For API developers, Grok 3 costs $6/million input tokens and $18/million output tokens. Those prices are a bit lower than the standard OpenAI price of $12 and $18 respectively for GPT-4o – thus, in terms of costs, the model provides a little added value to developers.
An important limitation: since the model’s web interface is integrated with X, users without X accounts face a very complicated onboarding procedure. If you fall into that category, the more feasible option is to try API access through the xAI developer portal. No X account is needed, only a credit card – thus, the model is quite easily accessible by developers.
Content Policies and Privacy
Historically, Grok has been configured to have less content restriction filters than other major language models like GPT-4o or Claude. While Musk likes to sell this feature as ‘less censored AI,’ in practice it means that Grok 3 will be engaged on more topics than other models, but also produces less accurate answers in areas that require cautious responses due to sensitive nature – for example, medicine or law. For instance, Grok 3 will provide unqualified statements in cases where other models hedge.
Privacy advocates have also pointed out that xAI’s data practices are not very transparent – the data usage policy is less detailed than that of Anthropic or OpenAI, and the questions of whether deleted X posts are included in training data remain unanswered. For enterprise clients with sensitive information processed through the model, that ambiguity presents some risk of compliance violations.
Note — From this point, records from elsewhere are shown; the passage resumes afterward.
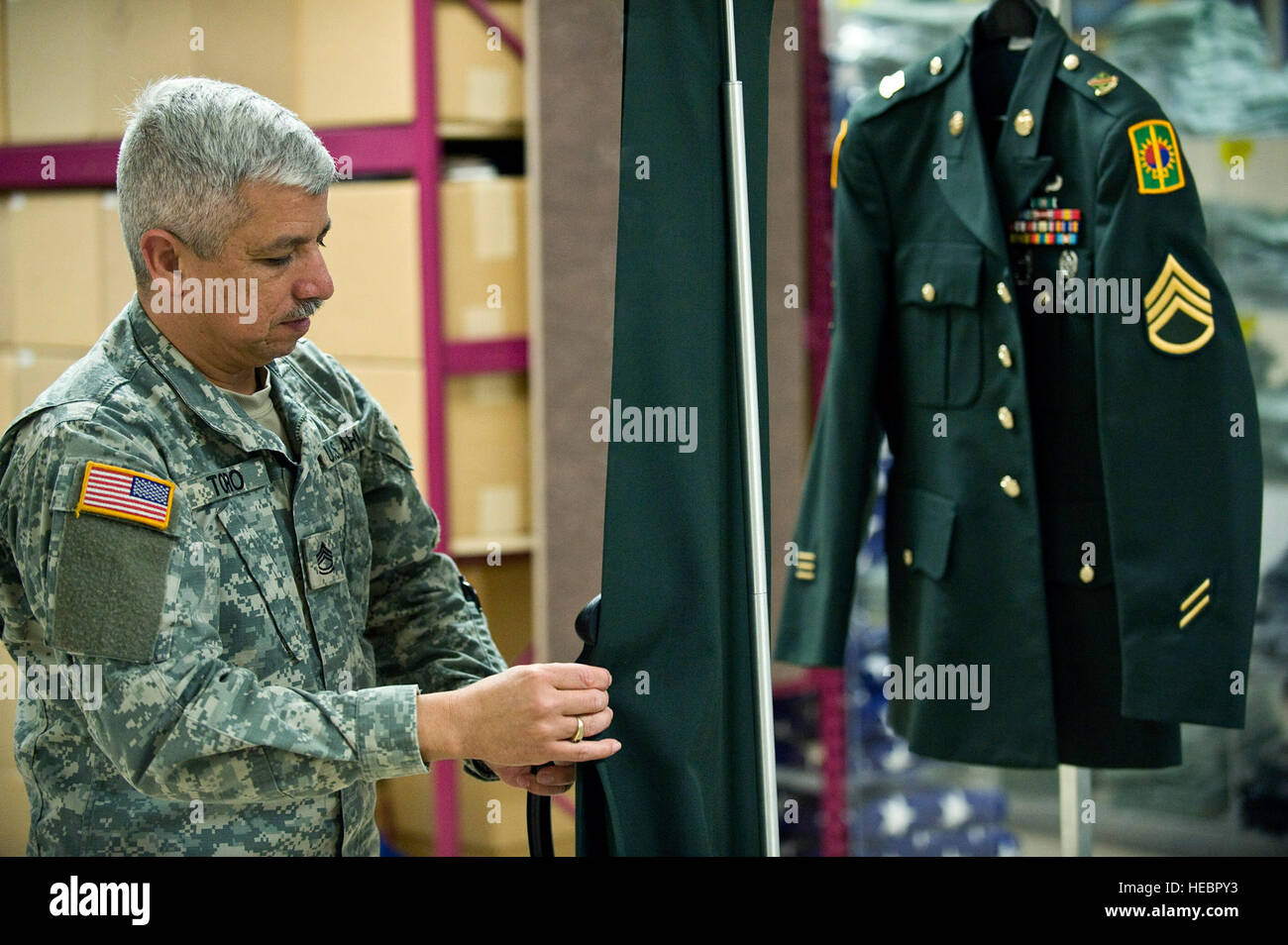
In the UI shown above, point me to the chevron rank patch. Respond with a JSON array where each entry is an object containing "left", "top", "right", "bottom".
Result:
[
  {"left": 796, "top": 551, "right": 815, "bottom": 580},
  {"left": 1145, "top": 253, "right": 1215, "bottom": 354},
  {"left": 832, "top": 119, "right": 850, "bottom": 190},
  {"left": 74, "top": 463, "right": 175, "bottom": 529},
  {"left": 1127, "top": 119, "right": 1185, "bottom": 194}
]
The fact that the infrastructure, training data, and platform of delivery (X) are concentrated in a single company raises issues of concentration of power in AI development. While it does not affect the quality of the model itself, it can be a concern for enterprises weighing the risks of long-term deployment of the product.
Conclusion
Overall, Grok 3 is a competent language model with a real edge in accessing live data – an important advantage for those who work with real-time information. It’s definitely not the leader in coding and other benchmark metrics, but for users entrenched in the X ecosystem, it can be an excellent fit.
From the perspective of development, xAI has made substantial progress from Grok 1 to Grok 3 in terms of computational power invested into developing language models. The next step – Grok 4 – will be telling as to whether xAI manages to match competition in all benchmark metrics, including instruction-following and reasoning.